Target variable of this dataset is is_listened. There are 7'558'834 observations with 14 preditors.
During the data exploration phase, we identified three main issues in the training dataset:
To gain insights into user preferences, behaviors, and listening patterns, several feature engineering techniques were applied. This involved extracting time-related features from the "ts_listen" field, such as year, month, day, weekday, is_weekend, hour, minutes, and seconds. Additionally, season and sessions were derived from the month and hour, categorizing them into four seasons and six time sessions.

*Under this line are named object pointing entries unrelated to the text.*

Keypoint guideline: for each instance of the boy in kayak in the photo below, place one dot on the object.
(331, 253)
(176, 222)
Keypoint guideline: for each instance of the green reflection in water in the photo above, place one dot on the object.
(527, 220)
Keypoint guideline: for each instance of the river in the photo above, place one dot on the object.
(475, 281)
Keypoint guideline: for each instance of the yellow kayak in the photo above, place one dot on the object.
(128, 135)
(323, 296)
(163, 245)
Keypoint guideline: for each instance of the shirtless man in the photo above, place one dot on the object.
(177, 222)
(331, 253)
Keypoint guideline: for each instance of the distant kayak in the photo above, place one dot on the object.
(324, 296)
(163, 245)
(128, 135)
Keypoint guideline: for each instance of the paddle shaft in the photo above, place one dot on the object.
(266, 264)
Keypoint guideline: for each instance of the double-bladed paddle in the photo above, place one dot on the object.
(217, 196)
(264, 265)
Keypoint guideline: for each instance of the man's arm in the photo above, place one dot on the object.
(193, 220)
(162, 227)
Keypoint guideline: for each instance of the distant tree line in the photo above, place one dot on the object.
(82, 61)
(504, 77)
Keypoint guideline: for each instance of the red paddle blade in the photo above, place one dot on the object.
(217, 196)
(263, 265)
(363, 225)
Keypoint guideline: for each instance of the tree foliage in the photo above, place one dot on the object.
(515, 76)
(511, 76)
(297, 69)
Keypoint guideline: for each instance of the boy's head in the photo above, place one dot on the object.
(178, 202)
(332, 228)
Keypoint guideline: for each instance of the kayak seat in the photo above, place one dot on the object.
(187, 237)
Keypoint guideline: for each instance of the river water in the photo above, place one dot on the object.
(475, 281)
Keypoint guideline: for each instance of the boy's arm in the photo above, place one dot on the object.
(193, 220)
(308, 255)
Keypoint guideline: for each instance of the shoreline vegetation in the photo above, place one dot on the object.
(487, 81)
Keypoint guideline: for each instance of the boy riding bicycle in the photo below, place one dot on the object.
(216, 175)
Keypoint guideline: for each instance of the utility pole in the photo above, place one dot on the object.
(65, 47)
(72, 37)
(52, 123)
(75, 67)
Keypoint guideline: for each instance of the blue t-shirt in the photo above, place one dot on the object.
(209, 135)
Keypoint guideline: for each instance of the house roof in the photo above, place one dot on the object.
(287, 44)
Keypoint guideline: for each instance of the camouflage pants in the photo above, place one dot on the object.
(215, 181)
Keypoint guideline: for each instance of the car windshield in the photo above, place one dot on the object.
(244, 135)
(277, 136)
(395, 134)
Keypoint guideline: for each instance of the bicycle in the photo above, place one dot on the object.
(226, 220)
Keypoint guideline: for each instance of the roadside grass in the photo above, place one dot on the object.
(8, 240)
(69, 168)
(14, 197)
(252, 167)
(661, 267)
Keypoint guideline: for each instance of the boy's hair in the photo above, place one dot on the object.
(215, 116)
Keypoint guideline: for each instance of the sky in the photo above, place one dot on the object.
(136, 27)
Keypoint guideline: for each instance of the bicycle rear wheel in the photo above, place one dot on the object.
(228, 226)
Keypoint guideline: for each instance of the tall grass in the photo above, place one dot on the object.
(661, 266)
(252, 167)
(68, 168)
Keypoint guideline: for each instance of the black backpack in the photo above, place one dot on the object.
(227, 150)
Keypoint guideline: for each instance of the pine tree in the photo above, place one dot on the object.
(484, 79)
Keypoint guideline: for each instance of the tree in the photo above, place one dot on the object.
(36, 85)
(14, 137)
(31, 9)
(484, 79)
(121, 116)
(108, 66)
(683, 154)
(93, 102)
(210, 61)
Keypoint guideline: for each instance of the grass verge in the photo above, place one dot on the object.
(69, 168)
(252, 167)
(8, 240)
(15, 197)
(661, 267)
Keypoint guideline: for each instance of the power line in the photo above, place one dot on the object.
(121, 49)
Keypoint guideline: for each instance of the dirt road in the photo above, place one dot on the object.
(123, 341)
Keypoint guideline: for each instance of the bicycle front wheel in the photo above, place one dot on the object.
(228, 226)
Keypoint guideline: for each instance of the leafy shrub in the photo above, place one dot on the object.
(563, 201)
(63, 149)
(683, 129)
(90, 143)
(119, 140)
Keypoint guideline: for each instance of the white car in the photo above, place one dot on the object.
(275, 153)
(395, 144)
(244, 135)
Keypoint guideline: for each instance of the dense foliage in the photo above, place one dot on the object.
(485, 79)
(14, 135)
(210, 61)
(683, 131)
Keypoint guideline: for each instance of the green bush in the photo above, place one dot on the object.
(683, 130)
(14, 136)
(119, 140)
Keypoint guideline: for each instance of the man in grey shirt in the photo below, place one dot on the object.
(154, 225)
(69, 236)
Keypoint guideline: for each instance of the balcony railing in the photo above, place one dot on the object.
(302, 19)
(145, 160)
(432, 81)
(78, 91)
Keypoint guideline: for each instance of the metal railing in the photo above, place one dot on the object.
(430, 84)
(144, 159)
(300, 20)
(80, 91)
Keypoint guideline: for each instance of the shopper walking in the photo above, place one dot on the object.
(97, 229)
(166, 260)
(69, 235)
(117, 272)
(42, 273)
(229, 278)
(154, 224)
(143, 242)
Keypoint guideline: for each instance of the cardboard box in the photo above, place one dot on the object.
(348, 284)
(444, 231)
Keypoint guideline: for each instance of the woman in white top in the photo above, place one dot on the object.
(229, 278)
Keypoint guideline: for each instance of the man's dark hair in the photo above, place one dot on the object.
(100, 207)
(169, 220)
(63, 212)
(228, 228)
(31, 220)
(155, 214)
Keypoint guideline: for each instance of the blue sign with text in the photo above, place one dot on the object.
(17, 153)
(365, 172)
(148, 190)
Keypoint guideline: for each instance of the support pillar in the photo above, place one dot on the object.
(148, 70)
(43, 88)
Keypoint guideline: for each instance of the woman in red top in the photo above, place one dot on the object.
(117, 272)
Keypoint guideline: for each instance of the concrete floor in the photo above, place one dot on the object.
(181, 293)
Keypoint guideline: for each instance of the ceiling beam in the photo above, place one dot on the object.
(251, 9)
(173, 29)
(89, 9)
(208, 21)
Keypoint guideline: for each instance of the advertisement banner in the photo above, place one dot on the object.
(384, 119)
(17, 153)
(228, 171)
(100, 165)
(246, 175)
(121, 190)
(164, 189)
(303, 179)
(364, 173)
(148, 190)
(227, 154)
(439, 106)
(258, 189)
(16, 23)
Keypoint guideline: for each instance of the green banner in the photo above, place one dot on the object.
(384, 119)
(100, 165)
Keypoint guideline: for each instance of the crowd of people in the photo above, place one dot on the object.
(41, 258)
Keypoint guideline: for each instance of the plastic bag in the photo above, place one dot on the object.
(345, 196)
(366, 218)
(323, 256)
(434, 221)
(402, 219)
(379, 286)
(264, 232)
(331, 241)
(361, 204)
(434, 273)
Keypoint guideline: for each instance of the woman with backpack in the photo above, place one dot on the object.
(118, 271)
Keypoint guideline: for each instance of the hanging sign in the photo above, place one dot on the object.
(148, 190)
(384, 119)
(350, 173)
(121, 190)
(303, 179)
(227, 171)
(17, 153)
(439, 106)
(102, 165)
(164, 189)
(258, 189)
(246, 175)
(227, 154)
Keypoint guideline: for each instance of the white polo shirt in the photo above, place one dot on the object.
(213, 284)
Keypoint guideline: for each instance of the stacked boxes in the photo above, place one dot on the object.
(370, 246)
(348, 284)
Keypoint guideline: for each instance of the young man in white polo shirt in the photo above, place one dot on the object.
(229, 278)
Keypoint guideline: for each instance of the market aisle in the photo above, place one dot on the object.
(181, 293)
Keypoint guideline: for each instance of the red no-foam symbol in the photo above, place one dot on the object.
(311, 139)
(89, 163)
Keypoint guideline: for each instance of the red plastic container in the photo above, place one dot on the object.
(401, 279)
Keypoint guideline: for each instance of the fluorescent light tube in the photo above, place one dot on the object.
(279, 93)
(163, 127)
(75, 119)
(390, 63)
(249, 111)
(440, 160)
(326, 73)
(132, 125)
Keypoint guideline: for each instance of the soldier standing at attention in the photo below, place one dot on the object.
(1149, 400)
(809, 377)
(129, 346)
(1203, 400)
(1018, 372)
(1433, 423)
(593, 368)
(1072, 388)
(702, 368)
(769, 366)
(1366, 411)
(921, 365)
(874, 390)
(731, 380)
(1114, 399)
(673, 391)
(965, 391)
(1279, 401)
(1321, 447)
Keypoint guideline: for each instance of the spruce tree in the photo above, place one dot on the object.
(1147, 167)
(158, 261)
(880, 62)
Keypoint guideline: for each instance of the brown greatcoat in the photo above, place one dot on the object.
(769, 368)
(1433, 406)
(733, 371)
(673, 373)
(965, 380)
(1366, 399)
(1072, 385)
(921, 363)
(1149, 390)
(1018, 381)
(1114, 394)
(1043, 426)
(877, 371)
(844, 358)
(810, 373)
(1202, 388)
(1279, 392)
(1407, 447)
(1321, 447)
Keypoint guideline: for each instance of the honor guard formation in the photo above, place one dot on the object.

User-related features were also created by aggregating user_id, ts_listen, user_age, media_duration, and media_id. This included features such as
These features were engineered to provide a deeper understanding of user behaviors and listening patterns for further analysis and modeling.
More detail can be seen in Deezer data analysis result.
I analyzed the "listen_type" feature, which indicates whether a user listened to music using the FLOW function (listen_type = 1) or not (listen_type = 0). I aggregated attributes such as user_id, user_age, and media_id (songs) to calculate the average number of songs listened per user and the percentage of songs listened across different age groups.
Table 1 presents information on the average length of songs listened to and the percentage of song listening with and without the FLOW function. The results clearly show that users who do not use the FLOW function listen to songs that are three times longer compared to users who use the FLOW function. Specifically, users who do not use the FLOW function listen to nearly 60% of a song, while users who use the FLOW function only listen to less than 20% of a song that is recommended by the system.
User age is added to Table 2 to compare user listening behaviour accros ten age groups
listen_type is added to Table 3 to compare users listening behaviour accros ten age groups within and without FLOW function
When analyzing content, genre is a significant feature that can vary over time and be influenced by the surrounding scenarios of users. Through our analysis, we identified 6 main genres with genre IDs 0, 7, 10, 25, 27, and 14, which were highly popular among all other attributes such as hour, session, context, platform, listen type, and user age. In other words, regardless of the time of day, user age, or context, these 6 genres were consistently favored by users. The key findings are listed below, and graphical analysis can be seen in deezer_eda_result
In conclusion, time is a critical factor that influences user preferences in music listening. Genre preferences may vary by user age, platform, and listening environment. To improve the FLOW feature and reduce bounce rate, a context-based recommendation system is suggested, considering personalized features. This can provide relevant content based on user preferences, listening habits, and contextual factors. By incorporating these factors, it can potentially enhance user satisfaction with Deezer's recommendation system.
It was a great experience to work on a dataset that contains millions of entries. Ideally, it would be good to start data processing in a database due to the simplicity of programming. In addition, performing data queries can help us have a quick glance at the data and gain a better understanding when performing statistical calculations. On the other hand, many categorical attributes in the given dataset are replaced with numeric labels. It would be helpful to have the original labels of each categorical variable, as they can assist analysts in forming problem statements or hypotheses, and provide better interpretation when analyzing data.